Semantic Web

A library for creating synthetic knowledge graphs

Changed on 13/06/2024
In computer science in general and AI in particular, we need large volumes of test data to test and improve our systems. To this end, several researchers from the Inria centre at Université Côte d'Azur and Université de Lorraine have joined forces to create PyGraft, an open source library offering tools for generating fully customizable, synthetic knowledge graphs.

The challenge: generating abstract, synthetic datasets

More and more knowledge graphs are being used by experts in machine learning, artificial intelligence, the semantic web and even ontologies (the modeling of vocabulary and knowledge on a given subject) to model, visualize and analyze the links that unite the elements of a domain and their descriptions within an information system. 

“But specialists don't always have the data they need to work on methods for processing these knowledge graphs, based on features they have already calculated or would like to use, for example because the data is private or doesn't exist," explains Pierre Monnin, a researcher in artificial intelligence with the Wimmics project team at the Inria Centre at Université Côte d’Azur, a joint project between Inria and the I3S laboratory (CNRS, UniCA). 

"Our idea with the PyGraft open-source library is therefore to provide them with a means of creating abstract and synthetic datasets that correspond perfectly to the expected characteristics. For example, by helping them create public datasets that look exactly like private data".

Enriching data with logical constructs

Why is this important? “Using PyGraft, whose first version of which was developed by Nicolas Hubert, a doctoral student at the Université de Lorraine, it is possible to carry out new studies, for example in neuro-symbolic AI," explains the researcher, who obtained his thesis at Loria laboratory in Nancy (CNRS, Inria, Université de Lorraine). Neuro-symbolic AI, sometimes presented as the third wave of AI, combines learning (e.g. via neural networks) and symbolic methods (e.g. a reproduction of human reasoning, carried out using symbols and deductive rules such as "My fridge is empty + I'm hungry = I have to go shopping"). With PyGraft, even if you don't have a dataset at your disposal, you have a synthetic, customizable data generator to help you experiment with logical constructs of this kind."

Identifying new needs and use cases

The library has been available for free download on the GitHub platform, since September 2023. It has been designed for use on a computer or server, and has been developed in Python, a programming language that has the advantage of being widely used for machine learning and artificial intelligence.

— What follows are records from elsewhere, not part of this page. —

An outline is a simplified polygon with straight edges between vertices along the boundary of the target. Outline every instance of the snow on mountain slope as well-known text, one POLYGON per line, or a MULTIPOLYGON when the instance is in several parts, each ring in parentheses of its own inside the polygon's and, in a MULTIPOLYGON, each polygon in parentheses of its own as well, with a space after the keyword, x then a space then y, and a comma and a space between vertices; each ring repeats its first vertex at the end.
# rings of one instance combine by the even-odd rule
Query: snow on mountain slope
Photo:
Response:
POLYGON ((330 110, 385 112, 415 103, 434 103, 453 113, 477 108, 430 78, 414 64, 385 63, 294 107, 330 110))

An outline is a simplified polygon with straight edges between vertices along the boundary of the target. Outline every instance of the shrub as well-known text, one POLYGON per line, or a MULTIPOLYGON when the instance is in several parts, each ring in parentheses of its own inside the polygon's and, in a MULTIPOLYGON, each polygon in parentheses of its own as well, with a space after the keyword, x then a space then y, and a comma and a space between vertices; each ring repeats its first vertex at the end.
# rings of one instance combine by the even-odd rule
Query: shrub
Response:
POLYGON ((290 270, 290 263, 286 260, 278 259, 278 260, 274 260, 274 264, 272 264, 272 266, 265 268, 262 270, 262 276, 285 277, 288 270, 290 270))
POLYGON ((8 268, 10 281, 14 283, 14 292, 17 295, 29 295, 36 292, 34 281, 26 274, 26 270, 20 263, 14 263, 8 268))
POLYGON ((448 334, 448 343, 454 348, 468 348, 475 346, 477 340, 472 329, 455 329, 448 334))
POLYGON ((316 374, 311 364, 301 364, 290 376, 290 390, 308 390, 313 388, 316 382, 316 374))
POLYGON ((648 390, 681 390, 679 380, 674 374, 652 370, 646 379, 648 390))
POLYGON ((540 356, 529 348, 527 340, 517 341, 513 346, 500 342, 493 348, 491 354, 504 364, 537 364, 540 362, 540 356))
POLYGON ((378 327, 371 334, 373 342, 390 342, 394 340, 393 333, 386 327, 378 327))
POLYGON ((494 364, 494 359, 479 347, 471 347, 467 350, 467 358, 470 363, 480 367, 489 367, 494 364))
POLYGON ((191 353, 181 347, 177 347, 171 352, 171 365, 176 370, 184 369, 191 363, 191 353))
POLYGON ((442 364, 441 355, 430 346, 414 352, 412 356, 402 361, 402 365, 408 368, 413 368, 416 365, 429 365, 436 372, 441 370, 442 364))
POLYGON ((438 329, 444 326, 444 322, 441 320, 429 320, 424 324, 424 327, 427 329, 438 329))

PyGraft is highly intuitive and generates data that integrates easily with other workflows. As a result, public interest rose as soon as it went online, particularly among specialists in the field of artifical intelligence (AI) or big data, in France or abroad. "We've been contacted by many users and we think some are already using it to generate abstract datasets to enable them to test the machine learning or artificial intelligence methods they are working on, or to check how they behave with larger datasets," explains Pierre Monnin. "Making this library open-source will help us federate a community of contributors and identify emerging needs within the communities of researchers and data scientists who use knowledge graphs."

More good news: the first academic publication on PyGraft has been selected to be presented at one of the most important conferences in the field of the semantic web, the ESWC 2024 conference, to be held in Greece from May 26 to 30, 2024.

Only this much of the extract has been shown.